A taxing situation persists

The HST versus GST-PST question has been settled in favour of getting rid of the HST.

The HST versus GST-PST question has been settled in favour of getting rid of the HST. Unfortunately for a truly democratic tax scheme to be implemented, it was the wrong question in the first place.

I am willing to pay taxes to a representative government that use such taxes for important social applications. This should be an obvious list of police, firefighters, health workers in all knowledge and skills areas, educators from pre-school through to university level, and the many others that keep our society running in a healthy and safe manner.

The taxes I mainly object to are those used to bail out or provide benefits to corporations that theoretically are operating on a capitalist system of success or failure having their natural consequences.

The HST or PST-GST question was simply asking ourselves in which manner we preferred to tax ourselves. The question should more correctly be, “Do we wish to tax ourselves more, or should corporate profits be taxed more?” Corporations have had their taxes reduced significantly over the past several decades. While it is true that personal income taxes have also decreased, it has been with other costs attached.

What has happened in general is that the rich have been getting richer and the rest of us have seen stagnant incomes, while service fees have increased, and access to services has decreased. These regressive fees have a much harder impact on the poor in society than they do on the wealthy, and the impact of reduced social services for the poor can be devastating.

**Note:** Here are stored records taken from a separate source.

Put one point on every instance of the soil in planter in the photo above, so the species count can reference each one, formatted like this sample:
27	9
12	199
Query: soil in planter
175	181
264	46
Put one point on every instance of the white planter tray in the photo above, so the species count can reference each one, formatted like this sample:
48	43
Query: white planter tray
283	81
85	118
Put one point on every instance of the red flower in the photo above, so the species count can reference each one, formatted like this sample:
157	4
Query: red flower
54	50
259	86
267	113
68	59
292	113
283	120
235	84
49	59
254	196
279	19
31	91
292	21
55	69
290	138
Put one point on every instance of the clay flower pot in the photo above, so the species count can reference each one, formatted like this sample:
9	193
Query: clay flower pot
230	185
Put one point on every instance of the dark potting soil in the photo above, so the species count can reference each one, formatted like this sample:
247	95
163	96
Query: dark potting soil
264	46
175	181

In societies where there are large inequalities in wealth, with the top very small per cent controlling most of the wealth (as is now the case in the U.S., with Canada following suit), and the rest of us making do with the rest, there is also a large democratic gap (corporations dominate the political parties) and a large social demographic gap (poorer health, higher infant mortality et al).

Democracy would be much healthier if the corporations were taxed and a progressive income tax was implemented for the very wealthy in order that income is shared in a socially responsible way.

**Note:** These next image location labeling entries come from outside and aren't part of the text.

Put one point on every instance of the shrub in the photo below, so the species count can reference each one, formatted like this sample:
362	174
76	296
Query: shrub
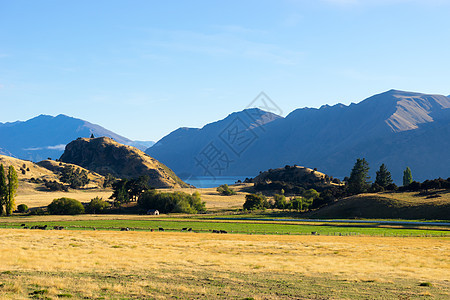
22	208
300	203
96	206
225	190
74	177
65	206
176	202
255	201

The arguments are presented that corporations and their management made their wealth and they deserve to keep it. Yes, they do have legal title to it, but then again it is the wealthy who write the majority of economic rules, including the transnational trade agreements that people in general have no say in how they are structured. That wealth is based on many other factors than the entrepreneurial spirit.

It is based on the knowledge, labour, and skills of those working for the company. It is based on the combined knowledge and skills of many generations who have come before them and provided them with a healthy society and a technical skill set in which to pursue their own economic goals.

Corporate wealth does not translate into a general improvement in society. Certainly it translates into good economic statistics, but statistics can be manipulated or chosen to display many different characteristics of an economy.

If we are given the chance again, the vote should be based choosing between taxing the income of the general population, or taxing the wealth of the large corporations and their management more. A reprise of any sales tax or services tax or value-added tax question is simply arguing about which way the majority of us wish to have ourselves taxed.